A cirurgia para o transplante de rim foi realizada na noite de quarta-feira, na Santa Casa de Misericórdia de Ponta Grossa. Uma equipe composta por sete médicos se encarregou da operação, que durou três horas.
O chefe da equipe, nefrologista Nelson José Rodrigues Filho, disse que o procedimento foi um sucesso. ‘‘Ela se encontra na Unidade de Terapia Intensiva, mas está reagindo bem’’, avaliou.
A irmã de Júlia, Carmem Lúcia de Campos, ficou sabendo por uma enfermeira, que ontem pela manhã a paciente já pedia um livro para ler. ‘‘Há quatro anos, Júlia se submetia a sessões de hemodiálise três vezes por semana. Por causa da insuficiência dos rins, ela não podia mais trabalhar, não tinha mais vida’’, conta Carmem.

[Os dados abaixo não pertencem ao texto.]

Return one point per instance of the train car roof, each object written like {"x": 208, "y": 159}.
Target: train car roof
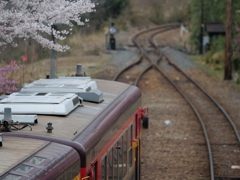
{"x": 67, "y": 127}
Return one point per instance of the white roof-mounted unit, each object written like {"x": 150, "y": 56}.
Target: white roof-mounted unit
{"x": 84, "y": 87}
{"x": 40, "y": 103}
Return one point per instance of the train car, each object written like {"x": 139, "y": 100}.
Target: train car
{"x": 49, "y": 133}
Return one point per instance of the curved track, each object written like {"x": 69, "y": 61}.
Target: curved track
{"x": 213, "y": 118}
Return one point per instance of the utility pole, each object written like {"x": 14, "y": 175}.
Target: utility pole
{"x": 201, "y": 30}
{"x": 53, "y": 56}
{"x": 228, "y": 47}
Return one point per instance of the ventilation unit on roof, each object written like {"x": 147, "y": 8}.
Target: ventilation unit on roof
{"x": 84, "y": 87}
{"x": 40, "y": 103}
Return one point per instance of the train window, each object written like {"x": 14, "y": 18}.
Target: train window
{"x": 36, "y": 160}
{"x": 130, "y": 135}
{"x": 120, "y": 159}
{"x": 115, "y": 161}
{"x": 130, "y": 146}
{"x": 24, "y": 168}
{"x": 95, "y": 171}
{"x": 104, "y": 168}
{"x": 110, "y": 164}
{"x": 130, "y": 158}
{"x": 12, "y": 177}
{"x": 125, "y": 144}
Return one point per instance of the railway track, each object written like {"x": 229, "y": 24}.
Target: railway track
{"x": 221, "y": 136}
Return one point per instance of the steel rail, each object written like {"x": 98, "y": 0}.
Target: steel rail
{"x": 202, "y": 89}
{"x": 134, "y": 40}
{"x": 153, "y": 64}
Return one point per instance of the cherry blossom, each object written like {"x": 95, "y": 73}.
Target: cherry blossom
{"x": 36, "y": 18}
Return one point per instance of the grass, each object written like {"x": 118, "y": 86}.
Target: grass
{"x": 217, "y": 73}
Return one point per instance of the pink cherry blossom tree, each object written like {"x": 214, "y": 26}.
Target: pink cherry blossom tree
{"x": 34, "y": 18}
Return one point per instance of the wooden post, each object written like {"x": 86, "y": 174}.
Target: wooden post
{"x": 228, "y": 47}
{"x": 201, "y": 29}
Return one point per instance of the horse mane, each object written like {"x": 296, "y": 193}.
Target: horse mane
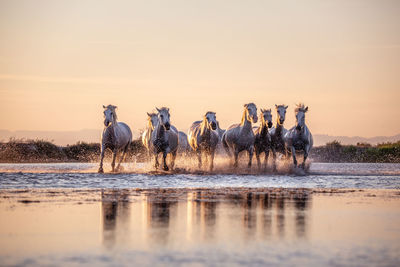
{"x": 114, "y": 114}
{"x": 204, "y": 124}
{"x": 150, "y": 115}
{"x": 280, "y": 106}
{"x": 244, "y": 113}
{"x": 164, "y": 109}
{"x": 301, "y": 107}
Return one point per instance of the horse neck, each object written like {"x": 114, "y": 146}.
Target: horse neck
{"x": 204, "y": 127}
{"x": 160, "y": 130}
{"x": 150, "y": 125}
{"x": 279, "y": 126}
{"x": 245, "y": 124}
{"x": 263, "y": 126}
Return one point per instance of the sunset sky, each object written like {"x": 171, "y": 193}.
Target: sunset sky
{"x": 60, "y": 61}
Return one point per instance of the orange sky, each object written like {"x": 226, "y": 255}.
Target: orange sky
{"x": 60, "y": 61}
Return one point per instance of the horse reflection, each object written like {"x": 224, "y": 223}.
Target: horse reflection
{"x": 159, "y": 209}
{"x": 202, "y": 214}
{"x": 262, "y": 212}
{"x": 115, "y": 208}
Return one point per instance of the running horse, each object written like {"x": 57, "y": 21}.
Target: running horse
{"x": 117, "y": 136}
{"x": 164, "y": 139}
{"x": 203, "y": 138}
{"x": 240, "y": 137}
{"x": 299, "y": 138}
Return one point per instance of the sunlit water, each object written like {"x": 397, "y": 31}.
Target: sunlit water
{"x": 84, "y": 175}
{"x": 199, "y": 227}
{"x": 67, "y": 214}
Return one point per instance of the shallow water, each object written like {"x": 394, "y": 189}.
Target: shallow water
{"x": 84, "y": 175}
{"x": 66, "y": 214}
{"x": 200, "y": 227}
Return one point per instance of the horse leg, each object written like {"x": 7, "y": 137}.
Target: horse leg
{"x": 212, "y": 154}
{"x": 101, "y": 159}
{"x": 173, "y": 159}
{"x": 274, "y": 159}
{"x": 199, "y": 157}
{"x": 258, "y": 152}
{"x": 306, "y": 150}
{"x": 113, "y": 161}
{"x": 165, "y": 167}
{"x": 123, "y": 156}
{"x": 236, "y": 155}
{"x": 266, "y": 158}
{"x": 251, "y": 151}
{"x": 156, "y": 164}
{"x": 225, "y": 145}
{"x": 294, "y": 156}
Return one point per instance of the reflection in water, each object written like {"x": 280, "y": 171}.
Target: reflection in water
{"x": 201, "y": 215}
{"x": 115, "y": 209}
{"x": 160, "y": 218}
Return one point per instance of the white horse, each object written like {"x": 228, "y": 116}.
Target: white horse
{"x": 203, "y": 138}
{"x": 240, "y": 137}
{"x": 152, "y": 120}
{"x": 299, "y": 138}
{"x": 183, "y": 145}
{"x": 164, "y": 138}
{"x": 278, "y": 132}
{"x": 262, "y": 141}
{"x": 116, "y": 136}
{"x": 220, "y": 131}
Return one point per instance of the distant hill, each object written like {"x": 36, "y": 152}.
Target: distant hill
{"x": 58, "y": 137}
{"x": 93, "y": 135}
{"x": 322, "y": 139}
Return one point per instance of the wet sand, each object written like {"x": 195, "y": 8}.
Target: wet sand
{"x": 202, "y": 226}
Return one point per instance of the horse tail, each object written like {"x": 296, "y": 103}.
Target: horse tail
{"x": 225, "y": 144}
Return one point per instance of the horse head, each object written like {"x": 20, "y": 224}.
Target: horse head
{"x": 251, "y": 112}
{"x": 109, "y": 114}
{"x": 153, "y": 119}
{"x": 266, "y": 116}
{"x": 281, "y": 111}
{"x": 164, "y": 117}
{"x": 211, "y": 120}
{"x": 300, "y": 112}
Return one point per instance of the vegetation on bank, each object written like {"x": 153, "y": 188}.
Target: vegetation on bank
{"x": 362, "y": 152}
{"x": 26, "y": 151}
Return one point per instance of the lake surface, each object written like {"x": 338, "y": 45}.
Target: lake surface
{"x": 84, "y": 175}
{"x": 199, "y": 227}
{"x": 66, "y": 214}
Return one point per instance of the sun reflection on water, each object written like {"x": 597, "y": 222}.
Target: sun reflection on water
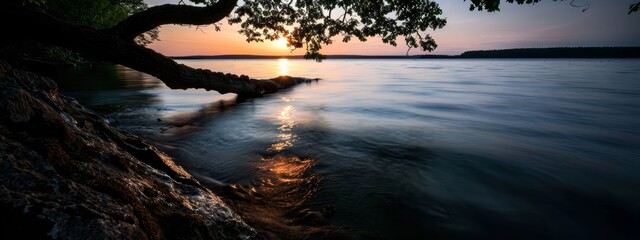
{"x": 284, "y": 64}
{"x": 277, "y": 198}
{"x": 285, "y": 137}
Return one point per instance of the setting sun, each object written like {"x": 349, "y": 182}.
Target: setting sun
{"x": 281, "y": 42}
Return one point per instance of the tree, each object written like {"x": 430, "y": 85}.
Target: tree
{"x": 307, "y": 24}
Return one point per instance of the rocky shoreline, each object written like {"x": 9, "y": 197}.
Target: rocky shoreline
{"x": 65, "y": 173}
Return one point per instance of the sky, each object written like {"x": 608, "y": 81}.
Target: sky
{"x": 545, "y": 24}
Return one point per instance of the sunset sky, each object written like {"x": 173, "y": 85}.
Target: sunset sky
{"x": 546, "y": 24}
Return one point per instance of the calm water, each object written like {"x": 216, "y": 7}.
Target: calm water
{"x": 404, "y": 149}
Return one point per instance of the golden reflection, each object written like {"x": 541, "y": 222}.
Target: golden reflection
{"x": 284, "y": 64}
{"x": 277, "y": 197}
{"x": 287, "y": 121}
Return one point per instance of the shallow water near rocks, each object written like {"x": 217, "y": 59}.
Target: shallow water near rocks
{"x": 403, "y": 149}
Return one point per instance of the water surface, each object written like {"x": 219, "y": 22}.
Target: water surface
{"x": 405, "y": 149}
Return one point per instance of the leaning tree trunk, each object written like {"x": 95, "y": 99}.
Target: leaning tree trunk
{"x": 117, "y": 45}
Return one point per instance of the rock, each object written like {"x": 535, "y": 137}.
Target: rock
{"x": 65, "y": 173}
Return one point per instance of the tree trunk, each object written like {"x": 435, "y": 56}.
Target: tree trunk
{"x": 116, "y": 45}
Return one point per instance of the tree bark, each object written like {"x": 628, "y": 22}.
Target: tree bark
{"x": 116, "y": 45}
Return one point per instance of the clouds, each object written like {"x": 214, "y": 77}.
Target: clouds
{"x": 546, "y": 24}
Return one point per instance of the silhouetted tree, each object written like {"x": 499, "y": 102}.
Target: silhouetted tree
{"x": 307, "y": 24}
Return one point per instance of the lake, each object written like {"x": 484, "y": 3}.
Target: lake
{"x": 403, "y": 149}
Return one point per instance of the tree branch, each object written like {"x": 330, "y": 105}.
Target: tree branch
{"x": 104, "y": 45}
{"x": 153, "y": 17}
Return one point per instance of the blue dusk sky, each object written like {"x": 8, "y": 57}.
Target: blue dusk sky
{"x": 545, "y": 24}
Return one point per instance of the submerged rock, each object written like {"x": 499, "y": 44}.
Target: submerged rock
{"x": 66, "y": 173}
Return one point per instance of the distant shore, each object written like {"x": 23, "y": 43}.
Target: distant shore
{"x": 581, "y": 52}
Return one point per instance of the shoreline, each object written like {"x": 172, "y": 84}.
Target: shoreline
{"x": 573, "y": 52}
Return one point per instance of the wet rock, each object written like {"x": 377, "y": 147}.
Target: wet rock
{"x": 65, "y": 173}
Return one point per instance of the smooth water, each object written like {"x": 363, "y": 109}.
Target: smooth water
{"x": 404, "y": 149}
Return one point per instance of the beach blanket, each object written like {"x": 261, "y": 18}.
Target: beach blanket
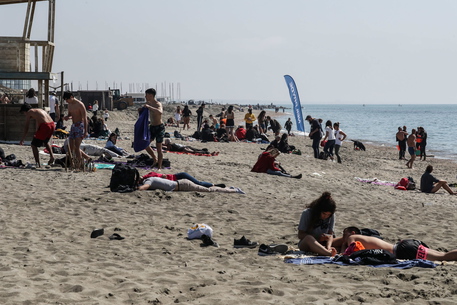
{"x": 142, "y": 138}
{"x": 189, "y": 153}
{"x": 320, "y": 260}
{"x": 376, "y": 181}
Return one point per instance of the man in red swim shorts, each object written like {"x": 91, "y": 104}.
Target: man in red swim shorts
{"x": 44, "y": 132}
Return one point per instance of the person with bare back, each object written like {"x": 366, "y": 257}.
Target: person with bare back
{"x": 44, "y": 132}
{"x": 156, "y": 126}
{"x": 77, "y": 113}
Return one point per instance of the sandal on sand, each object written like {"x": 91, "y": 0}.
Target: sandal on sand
{"x": 207, "y": 241}
{"x": 273, "y": 249}
{"x": 243, "y": 242}
{"x": 116, "y": 236}
{"x": 97, "y": 232}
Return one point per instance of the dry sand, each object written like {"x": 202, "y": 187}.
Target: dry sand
{"x": 48, "y": 257}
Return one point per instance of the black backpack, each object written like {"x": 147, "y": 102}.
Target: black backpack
{"x": 124, "y": 178}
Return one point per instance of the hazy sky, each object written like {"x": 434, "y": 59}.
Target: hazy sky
{"x": 387, "y": 51}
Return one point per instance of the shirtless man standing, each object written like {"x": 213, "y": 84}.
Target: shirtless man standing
{"x": 401, "y": 138}
{"x": 156, "y": 127}
{"x": 44, "y": 132}
{"x": 77, "y": 112}
{"x": 411, "y": 148}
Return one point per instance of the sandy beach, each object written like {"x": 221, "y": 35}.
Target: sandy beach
{"x": 47, "y": 216}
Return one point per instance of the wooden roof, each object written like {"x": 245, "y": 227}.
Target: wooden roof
{"x": 16, "y": 1}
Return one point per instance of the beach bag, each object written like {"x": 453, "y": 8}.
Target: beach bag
{"x": 124, "y": 178}
{"x": 402, "y": 184}
{"x": 198, "y": 230}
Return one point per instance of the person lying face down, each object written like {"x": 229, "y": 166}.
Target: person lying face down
{"x": 168, "y": 145}
{"x": 183, "y": 185}
{"x": 180, "y": 176}
{"x": 404, "y": 249}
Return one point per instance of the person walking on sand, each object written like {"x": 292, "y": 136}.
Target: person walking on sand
{"x": 340, "y": 136}
{"x": 79, "y": 129}
{"x": 314, "y": 134}
{"x": 186, "y": 113}
{"x": 156, "y": 126}
{"x": 401, "y": 138}
{"x": 288, "y": 126}
{"x": 200, "y": 116}
{"x": 423, "y": 143}
{"x": 411, "y": 148}
{"x": 430, "y": 184}
{"x": 316, "y": 227}
{"x": 44, "y": 132}
{"x": 249, "y": 118}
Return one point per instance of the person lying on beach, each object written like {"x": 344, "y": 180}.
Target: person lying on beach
{"x": 316, "y": 227}
{"x": 429, "y": 184}
{"x": 183, "y": 185}
{"x": 45, "y": 130}
{"x": 168, "y": 145}
{"x": 111, "y": 145}
{"x": 180, "y": 176}
{"x": 404, "y": 249}
{"x": 92, "y": 150}
{"x": 274, "y": 143}
{"x": 267, "y": 164}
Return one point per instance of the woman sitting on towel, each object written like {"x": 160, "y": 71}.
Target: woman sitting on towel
{"x": 267, "y": 164}
{"x": 183, "y": 185}
{"x": 316, "y": 227}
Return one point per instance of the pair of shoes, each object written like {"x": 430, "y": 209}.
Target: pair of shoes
{"x": 116, "y": 236}
{"x": 243, "y": 242}
{"x": 273, "y": 249}
{"x": 207, "y": 241}
{"x": 238, "y": 190}
{"x": 97, "y": 232}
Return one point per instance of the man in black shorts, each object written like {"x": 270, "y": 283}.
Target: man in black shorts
{"x": 156, "y": 127}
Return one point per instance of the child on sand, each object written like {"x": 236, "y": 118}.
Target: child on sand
{"x": 316, "y": 227}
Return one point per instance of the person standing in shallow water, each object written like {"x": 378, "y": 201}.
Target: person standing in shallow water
{"x": 401, "y": 138}
{"x": 340, "y": 136}
{"x": 316, "y": 227}
{"x": 411, "y": 141}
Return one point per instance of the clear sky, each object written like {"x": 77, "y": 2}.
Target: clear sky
{"x": 360, "y": 51}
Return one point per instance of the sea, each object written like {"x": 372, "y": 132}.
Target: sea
{"x": 378, "y": 124}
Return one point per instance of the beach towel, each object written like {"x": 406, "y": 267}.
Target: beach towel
{"x": 189, "y": 153}
{"x": 142, "y": 138}
{"x": 376, "y": 181}
{"x": 320, "y": 260}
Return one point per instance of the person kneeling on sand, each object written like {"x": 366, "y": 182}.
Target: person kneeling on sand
{"x": 43, "y": 133}
{"x": 183, "y": 185}
{"x": 316, "y": 227}
{"x": 430, "y": 184}
{"x": 180, "y": 176}
{"x": 267, "y": 164}
{"x": 404, "y": 249}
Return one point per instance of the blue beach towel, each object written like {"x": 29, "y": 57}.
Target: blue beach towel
{"x": 142, "y": 138}
{"x": 319, "y": 260}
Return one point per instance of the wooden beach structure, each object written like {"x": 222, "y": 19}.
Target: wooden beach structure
{"x": 25, "y": 59}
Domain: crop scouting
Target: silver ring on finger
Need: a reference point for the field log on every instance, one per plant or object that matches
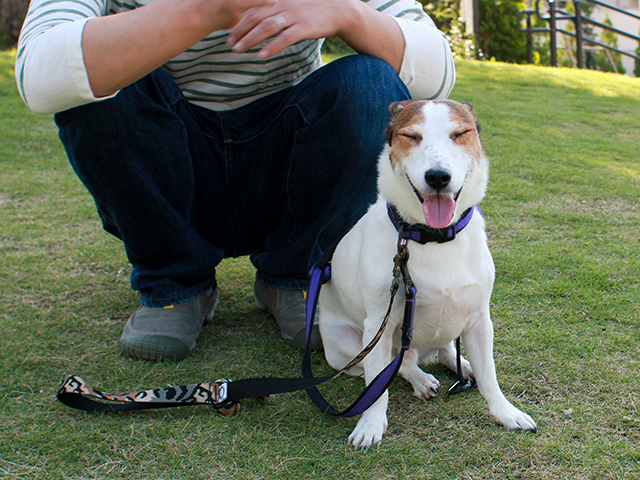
(280, 21)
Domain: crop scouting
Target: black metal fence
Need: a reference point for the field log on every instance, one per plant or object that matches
(555, 14)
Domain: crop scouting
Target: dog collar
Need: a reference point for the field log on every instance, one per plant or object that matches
(424, 234)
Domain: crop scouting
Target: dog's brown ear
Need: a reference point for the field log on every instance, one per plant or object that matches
(394, 110)
(470, 108)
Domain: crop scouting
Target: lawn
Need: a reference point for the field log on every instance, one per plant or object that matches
(563, 216)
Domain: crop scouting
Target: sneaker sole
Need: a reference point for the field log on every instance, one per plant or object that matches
(154, 348)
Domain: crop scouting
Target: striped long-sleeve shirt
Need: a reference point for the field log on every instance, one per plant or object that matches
(52, 77)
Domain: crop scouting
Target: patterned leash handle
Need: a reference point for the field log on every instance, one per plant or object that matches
(74, 392)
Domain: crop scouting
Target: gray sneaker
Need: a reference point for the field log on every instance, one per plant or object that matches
(168, 333)
(289, 309)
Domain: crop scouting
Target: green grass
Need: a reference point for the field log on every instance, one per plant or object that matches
(563, 217)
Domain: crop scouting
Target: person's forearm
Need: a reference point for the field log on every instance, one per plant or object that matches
(370, 32)
(120, 49)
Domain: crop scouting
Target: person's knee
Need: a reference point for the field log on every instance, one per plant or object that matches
(364, 79)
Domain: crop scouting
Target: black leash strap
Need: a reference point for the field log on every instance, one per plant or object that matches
(380, 384)
(224, 395)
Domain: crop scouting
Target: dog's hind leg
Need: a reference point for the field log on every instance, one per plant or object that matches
(447, 356)
(479, 345)
(425, 386)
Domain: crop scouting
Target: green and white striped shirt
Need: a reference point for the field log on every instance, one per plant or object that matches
(51, 75)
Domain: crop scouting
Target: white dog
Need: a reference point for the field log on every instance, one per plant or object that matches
(432, 171)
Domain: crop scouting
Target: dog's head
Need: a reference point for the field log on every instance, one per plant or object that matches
(433, 167)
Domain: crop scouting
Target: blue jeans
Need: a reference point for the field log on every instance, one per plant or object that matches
(278, 179)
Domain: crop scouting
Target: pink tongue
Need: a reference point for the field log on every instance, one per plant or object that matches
(438, 210)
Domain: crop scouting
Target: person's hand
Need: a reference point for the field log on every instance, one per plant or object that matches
(225, 14)
(290, 21)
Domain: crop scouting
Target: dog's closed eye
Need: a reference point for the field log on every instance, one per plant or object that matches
(458, 135)
(410, 134)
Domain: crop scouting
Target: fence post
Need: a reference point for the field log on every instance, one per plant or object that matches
(578, 25)
(552, 33)
(529, 41)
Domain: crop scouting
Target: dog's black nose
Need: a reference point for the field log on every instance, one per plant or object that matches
(437, 178)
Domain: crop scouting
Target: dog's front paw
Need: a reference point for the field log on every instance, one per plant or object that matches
(368, 432)
(514, 419)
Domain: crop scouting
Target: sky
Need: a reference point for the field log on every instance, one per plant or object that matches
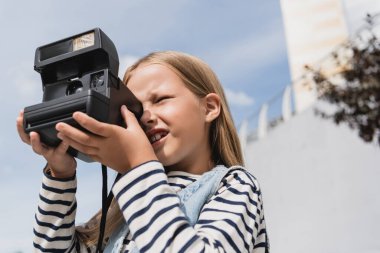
(243, 42)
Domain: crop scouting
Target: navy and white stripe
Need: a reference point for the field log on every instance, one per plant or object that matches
(231, 221)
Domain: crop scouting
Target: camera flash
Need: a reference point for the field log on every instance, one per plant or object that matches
(83, 41)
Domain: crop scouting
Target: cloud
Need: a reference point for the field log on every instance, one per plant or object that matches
(253, 52)
(356, 10)
(238, 98)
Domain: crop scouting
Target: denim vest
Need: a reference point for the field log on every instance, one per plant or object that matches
(192, 199)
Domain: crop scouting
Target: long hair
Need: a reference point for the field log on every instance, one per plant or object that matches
(224, 143)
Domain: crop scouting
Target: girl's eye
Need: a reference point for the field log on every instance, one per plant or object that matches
(160, 99)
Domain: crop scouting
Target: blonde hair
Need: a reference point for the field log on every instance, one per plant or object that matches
(224, 142)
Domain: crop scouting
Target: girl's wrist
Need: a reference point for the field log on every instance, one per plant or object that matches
(68, 173)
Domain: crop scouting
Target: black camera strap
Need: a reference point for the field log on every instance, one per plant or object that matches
(106, 202)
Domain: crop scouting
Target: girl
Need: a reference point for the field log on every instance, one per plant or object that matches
(182, 187)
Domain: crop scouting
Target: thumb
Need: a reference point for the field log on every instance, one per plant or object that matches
(128, 116)
(62, 148)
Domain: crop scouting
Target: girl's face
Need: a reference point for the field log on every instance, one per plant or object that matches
(174, 119)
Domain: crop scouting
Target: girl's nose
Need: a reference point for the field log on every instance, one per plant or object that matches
(148, 118)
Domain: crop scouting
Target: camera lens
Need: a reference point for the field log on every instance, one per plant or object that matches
(74, 87)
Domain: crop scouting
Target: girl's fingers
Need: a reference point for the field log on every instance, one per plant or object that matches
(62, 148)
(74, 143)
(20, 128)
(37, 145)
(70, 134)
(91, 124)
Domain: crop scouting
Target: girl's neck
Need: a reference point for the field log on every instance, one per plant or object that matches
(197, 168)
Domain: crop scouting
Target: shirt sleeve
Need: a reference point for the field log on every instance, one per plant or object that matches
(152, 211)
(54, 226)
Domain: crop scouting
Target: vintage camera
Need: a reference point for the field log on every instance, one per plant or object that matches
(78, 73)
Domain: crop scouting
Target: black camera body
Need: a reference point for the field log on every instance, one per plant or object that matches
(79, 73)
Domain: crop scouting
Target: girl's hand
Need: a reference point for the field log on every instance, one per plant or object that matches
(114, 146)
(61, 164)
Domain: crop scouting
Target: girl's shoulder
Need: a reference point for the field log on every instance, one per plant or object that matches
(239, 177)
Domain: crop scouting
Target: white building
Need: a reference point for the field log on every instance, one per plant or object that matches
(319, 180)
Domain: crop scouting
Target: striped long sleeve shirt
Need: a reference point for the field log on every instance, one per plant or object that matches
(231, 221)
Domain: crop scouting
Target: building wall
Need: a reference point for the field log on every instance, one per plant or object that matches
(320, 187)
(313, 29)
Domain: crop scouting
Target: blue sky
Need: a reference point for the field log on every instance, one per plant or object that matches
(243, 41)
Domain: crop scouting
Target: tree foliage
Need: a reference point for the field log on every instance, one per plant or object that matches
(355, 88)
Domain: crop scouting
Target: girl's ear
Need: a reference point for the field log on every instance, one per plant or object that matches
(212, 106)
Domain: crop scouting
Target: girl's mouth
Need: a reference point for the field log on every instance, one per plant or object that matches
(157, 136)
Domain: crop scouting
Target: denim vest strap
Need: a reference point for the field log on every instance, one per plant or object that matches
(192, 199)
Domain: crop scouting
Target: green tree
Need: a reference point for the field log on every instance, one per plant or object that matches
(355, 88)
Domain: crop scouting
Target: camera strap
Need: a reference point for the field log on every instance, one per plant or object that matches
(106, 202)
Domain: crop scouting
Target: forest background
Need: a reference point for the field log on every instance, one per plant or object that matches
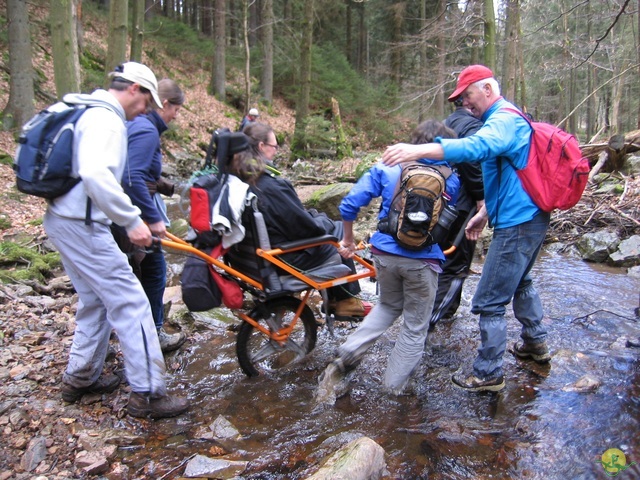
(383, 65)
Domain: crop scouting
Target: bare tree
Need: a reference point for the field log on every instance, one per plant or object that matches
(510, 52)
(66, 64)
(137, 29)
(302, 106)
(247, 53)
(267, 49)
(218, 77)
(489, 16)
(19, 107)
(118, 29)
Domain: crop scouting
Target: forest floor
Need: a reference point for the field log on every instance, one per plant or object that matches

Depois da cirurgia, Júlia quis saber de quem era o rim que recebeu. Carmem contou que Júlia foi avisada da cirurgia na quarta-feira, por volta das 17 horas. Às 21 horas já estava na mesa de cirurgia. ‘‘Não deu nem tempo de saber de quem era o rim’’, contou a irmã.
Ontem pela manhã, Júlia também pediu para entrar em contato com a família da doadora. ‘‘Mas ainda é cedo. Depois que passar o período de risco vamos colocá-la em contato com a família de Amanda’’, disse Carmem. Para Júlia, o rim de Amanda foi o melhor presente de sua vida. (D.A.)